One of the signs I like the work I'm called to is that I don't dread Mondays any more. I actually look forward to getting stuck into work again. I've had a couple of recruiters contact me over the last couple of days, but I'm quite happy where I am.
Today at work we went over the list of proposals people have made for projects for the next year, and figured out whether to do them and how much time it would take. I was quite pleased that two of my proposals made the cut, though they won't get worked on until the autumn.
I have given my laptop to IT to try to fix. I don't know how long this will last. I hope everything gets to be happy and fixed again soon so I can work more on GNOME.
It's rather a sad admission, but I've never actually read the major prophets. (Of course I've read chapters here and there, but never all the way through.) I'd forgotten this, so it was an unexpected surprise when today's lesson was a passage I'd never heard before. It was Ezekiel 47, about the amazing river of God flowing out of the temple that makes stagnant water fresh, and brings healing and food to people. I read it again later in English and Welsh.

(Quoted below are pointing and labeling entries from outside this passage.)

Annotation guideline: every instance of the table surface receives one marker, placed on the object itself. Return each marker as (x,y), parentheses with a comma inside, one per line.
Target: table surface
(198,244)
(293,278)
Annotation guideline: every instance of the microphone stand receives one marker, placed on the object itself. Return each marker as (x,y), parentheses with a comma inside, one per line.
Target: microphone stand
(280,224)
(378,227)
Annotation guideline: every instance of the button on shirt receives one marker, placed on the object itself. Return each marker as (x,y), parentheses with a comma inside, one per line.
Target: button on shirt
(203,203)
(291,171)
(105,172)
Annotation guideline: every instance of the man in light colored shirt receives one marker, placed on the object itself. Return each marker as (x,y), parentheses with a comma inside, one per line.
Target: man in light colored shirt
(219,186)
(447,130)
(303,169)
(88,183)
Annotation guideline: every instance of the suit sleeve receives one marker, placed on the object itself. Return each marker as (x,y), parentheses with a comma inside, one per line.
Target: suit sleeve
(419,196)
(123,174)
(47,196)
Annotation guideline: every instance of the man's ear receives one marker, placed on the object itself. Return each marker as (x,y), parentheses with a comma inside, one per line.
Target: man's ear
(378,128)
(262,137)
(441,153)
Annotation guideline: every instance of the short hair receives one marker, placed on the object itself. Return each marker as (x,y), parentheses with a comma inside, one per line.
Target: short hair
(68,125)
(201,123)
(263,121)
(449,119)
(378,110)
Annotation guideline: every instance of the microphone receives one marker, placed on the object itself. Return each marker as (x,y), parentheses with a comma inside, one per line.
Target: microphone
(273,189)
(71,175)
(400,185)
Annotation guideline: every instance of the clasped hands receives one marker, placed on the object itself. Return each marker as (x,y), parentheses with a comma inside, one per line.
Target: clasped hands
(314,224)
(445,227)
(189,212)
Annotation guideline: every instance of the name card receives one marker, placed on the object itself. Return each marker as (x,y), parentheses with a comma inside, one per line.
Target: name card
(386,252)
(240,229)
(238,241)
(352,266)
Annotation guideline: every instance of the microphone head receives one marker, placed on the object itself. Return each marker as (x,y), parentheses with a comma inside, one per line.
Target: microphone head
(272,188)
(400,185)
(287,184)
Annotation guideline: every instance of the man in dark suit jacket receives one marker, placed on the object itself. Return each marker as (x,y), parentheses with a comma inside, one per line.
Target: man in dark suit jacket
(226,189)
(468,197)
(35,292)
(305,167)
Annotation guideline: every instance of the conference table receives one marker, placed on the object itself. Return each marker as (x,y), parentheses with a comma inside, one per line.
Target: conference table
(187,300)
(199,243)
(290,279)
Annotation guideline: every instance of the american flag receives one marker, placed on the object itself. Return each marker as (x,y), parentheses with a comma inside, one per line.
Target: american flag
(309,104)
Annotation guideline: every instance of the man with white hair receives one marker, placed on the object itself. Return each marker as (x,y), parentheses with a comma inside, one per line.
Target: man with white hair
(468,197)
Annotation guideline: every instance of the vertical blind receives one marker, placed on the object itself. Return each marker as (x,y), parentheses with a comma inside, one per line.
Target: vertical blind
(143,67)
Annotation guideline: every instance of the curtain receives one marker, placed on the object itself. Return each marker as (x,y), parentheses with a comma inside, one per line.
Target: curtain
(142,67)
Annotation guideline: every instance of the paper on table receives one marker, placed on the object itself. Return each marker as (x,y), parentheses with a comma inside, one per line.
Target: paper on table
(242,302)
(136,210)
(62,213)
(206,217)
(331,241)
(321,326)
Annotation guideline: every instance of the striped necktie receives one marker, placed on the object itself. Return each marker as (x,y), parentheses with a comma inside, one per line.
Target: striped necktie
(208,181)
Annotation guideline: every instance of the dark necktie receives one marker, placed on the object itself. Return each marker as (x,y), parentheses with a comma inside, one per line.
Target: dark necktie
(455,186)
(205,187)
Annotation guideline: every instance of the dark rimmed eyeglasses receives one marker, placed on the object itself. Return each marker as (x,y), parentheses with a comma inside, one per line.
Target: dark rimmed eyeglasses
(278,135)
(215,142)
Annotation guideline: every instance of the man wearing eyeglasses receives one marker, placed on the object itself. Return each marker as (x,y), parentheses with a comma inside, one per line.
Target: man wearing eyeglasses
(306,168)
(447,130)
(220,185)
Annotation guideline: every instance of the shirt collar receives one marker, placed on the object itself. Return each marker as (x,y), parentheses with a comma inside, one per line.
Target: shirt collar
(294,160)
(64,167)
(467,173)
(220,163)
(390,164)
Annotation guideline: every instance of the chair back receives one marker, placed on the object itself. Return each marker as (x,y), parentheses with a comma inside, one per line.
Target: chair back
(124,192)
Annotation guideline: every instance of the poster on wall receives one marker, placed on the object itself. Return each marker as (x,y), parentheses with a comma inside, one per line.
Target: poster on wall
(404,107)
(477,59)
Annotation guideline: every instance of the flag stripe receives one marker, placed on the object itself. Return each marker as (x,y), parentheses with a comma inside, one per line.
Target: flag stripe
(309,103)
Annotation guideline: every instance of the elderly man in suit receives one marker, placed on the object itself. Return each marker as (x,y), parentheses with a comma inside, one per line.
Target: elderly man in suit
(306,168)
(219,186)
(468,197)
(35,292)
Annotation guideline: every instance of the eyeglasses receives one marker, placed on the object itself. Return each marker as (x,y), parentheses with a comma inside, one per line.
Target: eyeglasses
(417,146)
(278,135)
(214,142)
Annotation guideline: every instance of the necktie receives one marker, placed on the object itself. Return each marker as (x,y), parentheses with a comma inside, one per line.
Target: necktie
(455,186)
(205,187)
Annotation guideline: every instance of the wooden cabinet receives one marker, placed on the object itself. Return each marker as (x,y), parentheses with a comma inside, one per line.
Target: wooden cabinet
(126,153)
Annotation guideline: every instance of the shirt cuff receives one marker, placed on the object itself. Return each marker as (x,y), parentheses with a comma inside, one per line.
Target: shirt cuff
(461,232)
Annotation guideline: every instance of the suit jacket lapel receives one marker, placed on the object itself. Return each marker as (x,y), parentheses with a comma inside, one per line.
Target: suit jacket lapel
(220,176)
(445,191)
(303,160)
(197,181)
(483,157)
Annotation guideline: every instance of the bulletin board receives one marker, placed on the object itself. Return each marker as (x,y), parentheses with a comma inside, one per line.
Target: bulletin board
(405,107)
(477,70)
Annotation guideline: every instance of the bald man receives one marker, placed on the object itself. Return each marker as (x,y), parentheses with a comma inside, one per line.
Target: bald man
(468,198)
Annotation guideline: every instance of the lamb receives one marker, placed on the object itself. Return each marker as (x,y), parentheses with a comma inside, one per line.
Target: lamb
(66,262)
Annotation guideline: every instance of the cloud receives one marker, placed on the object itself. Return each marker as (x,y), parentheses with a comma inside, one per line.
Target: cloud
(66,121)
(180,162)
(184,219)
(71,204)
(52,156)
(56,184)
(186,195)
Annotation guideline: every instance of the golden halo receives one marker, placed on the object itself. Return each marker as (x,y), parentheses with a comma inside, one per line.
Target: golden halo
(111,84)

The sermon was rather unexpectedly a bit political. The preacher said that it was his habit to bring lists of the Americans who had died in Iraq over the previous week in on Monday, so that he could pray for their families and their souls; he told us a bit about one of them from Philly and how the government website said he had died in "non-combat operations", and how usually when it said that it also said that the event was under investigation, but it didn't even say that here. He stopped a moment before saying "so not only did he die in a stupid pointless war, but he didn't even die fighting, and they aren't bothering to investigate", but it was pretty heavily implied.
When I got home, it was pizza Monday (if you buy two pizzas, they're very cheap, and Sharon and SaraMae buy the other one). Also, we tried to fix the mower, but it wouldn't start, so we couldn't mow the lawn.